O dólar a R$ 2, e não a quase
isso, financeira e economicamente tem pouca significação,
comparado ao salto que depressa o levou de R$ 1,60 e poucos para mais de R$ 1,90. O
efeito psicológico da entrada
no algarismo superior será, porém, desastroso.
Por menor que seja a diferença até os R$ 2, na linguagem
dos símbolos cotidianos estará
dado o sinal para providências
urgentes: a revisão do preço reprimido, o aumento de preço
dito preventivo, a remarcação
estimulando-se duplamente
pelo índice inflacionário e pelo
dólar. Inflação, enfim. Tal como a vimos acionar-se quando, no seguimento de qualquer
dos tantos planos anteriores,
passava dos 10% para os 20%,
dos 20% para os 30%.
Assim como observou Celso
Pinto em seu artigo de ontem,
reflexo já dos malabarismos do
Banco Central para deter a subida do dólar antes dos R$ 2, ""o
problema é que existe uma forte crise de confiança política".

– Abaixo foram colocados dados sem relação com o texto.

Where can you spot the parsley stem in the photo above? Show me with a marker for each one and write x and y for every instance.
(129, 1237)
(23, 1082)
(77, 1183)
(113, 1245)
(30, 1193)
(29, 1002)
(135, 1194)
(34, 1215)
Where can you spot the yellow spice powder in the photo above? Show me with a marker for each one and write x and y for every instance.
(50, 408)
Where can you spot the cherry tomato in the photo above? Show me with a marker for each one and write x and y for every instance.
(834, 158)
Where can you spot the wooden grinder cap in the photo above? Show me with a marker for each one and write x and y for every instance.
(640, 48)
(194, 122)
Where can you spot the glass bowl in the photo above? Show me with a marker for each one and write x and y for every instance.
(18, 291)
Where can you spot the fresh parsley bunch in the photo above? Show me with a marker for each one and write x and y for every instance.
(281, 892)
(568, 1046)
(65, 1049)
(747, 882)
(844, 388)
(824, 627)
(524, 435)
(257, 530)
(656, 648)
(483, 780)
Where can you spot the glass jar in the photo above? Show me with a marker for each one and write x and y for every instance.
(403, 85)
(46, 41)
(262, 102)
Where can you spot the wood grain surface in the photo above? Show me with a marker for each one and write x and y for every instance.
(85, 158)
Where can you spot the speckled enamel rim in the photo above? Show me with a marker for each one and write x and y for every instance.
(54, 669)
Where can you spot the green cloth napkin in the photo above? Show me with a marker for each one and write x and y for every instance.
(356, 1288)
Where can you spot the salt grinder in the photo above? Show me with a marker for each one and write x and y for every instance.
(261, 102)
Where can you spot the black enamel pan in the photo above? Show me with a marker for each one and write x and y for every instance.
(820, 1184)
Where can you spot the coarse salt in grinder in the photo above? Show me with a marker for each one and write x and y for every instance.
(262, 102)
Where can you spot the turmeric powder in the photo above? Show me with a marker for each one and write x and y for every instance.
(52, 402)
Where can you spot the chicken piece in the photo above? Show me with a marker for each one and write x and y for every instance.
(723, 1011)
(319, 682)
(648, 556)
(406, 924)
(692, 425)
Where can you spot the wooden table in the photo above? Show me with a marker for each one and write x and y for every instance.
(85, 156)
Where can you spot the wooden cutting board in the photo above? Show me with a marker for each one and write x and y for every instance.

E, nas atuais circunstâncias,
""não dá para fingir que não há
crise nem para ganhar tempo
com paliativos".
Como reafirmação disso, pode-se dizer que no problema da
crise de confiança política há
outro problema: as circunstâncias contrárias a protelações e
paliativos são as mesmas que
impedem tudo o que não seja
mais do que protelação e paliativo. Caso permitam ao menos
isso, o que é bastante incerto.
A par da crise de confiança
política há outro problema. E
já passou muito da hora de vê-lo em discussão, atraso a que se
deve, em grande parte, o perigo
representado pela incontinência do real. É a limitação do
plano.
Nada aconteceu ao real por
culpa de Malan, nem está
acontecendo por culpa de Armínio Fraga. A dependência
da estabilidade à entrada de
capital especulativo (e empobrecedor do país) e a juros estratosféricos é da natureza do
Plano Real. Se não da sua natureza original, da natureza
transgênica que lhe foi introduzida para que passasse quatro anos sem aproveitar as
oportunidades de evoluir, de
aperfeiçoar-se. Quatro anos
imutável, no papel apenas de
cabo eleitoral.
A limitação estrangulante do
real está evidenciada até quando o Banco Central se empenha, como fez nesta semana,
em não a expor demais. Ameaçado pela chegada do dólar aos
R$ 2, Armínio Fraga poupou
um ingrediente a mais na crise,
evitando a clássica elevação
dos juros. Para atrair mais capitais especulativos, cortou no
imposto para esses investidores
estrangeiros. Em matéria de
truque, dá no mesmo.
É isso: a estabilidade do real
não existe, é apenas um truque
-ora feito com juros que sangram o país, ora com outros benefícios para os capitais especulativos, coadjuvados sempre
pela desnacionalização da indústria privada e pelas restrições ao necessário crescimento
econômico.
As reformas tributária e da
previdência, a cuja pretendida
aprovação atribuem-se os poderes mágicos de consolidar a
estabilidade, vão ser remendos,
não mais que isso, em nada capazes de diminuir a artificialidade do real. Isso mesmo e a
própria artificialidade foram
as descobertas afinal feitas pelos políticos e, logo, determinantes das suas novas relações
com o governo e com Fernando
Henrique Cardoso.
A continuar a estabilidade limitativa e dependente de truques, na melhor hipótese o
Brasil continuará aos sobressaltos. Na outra, amém.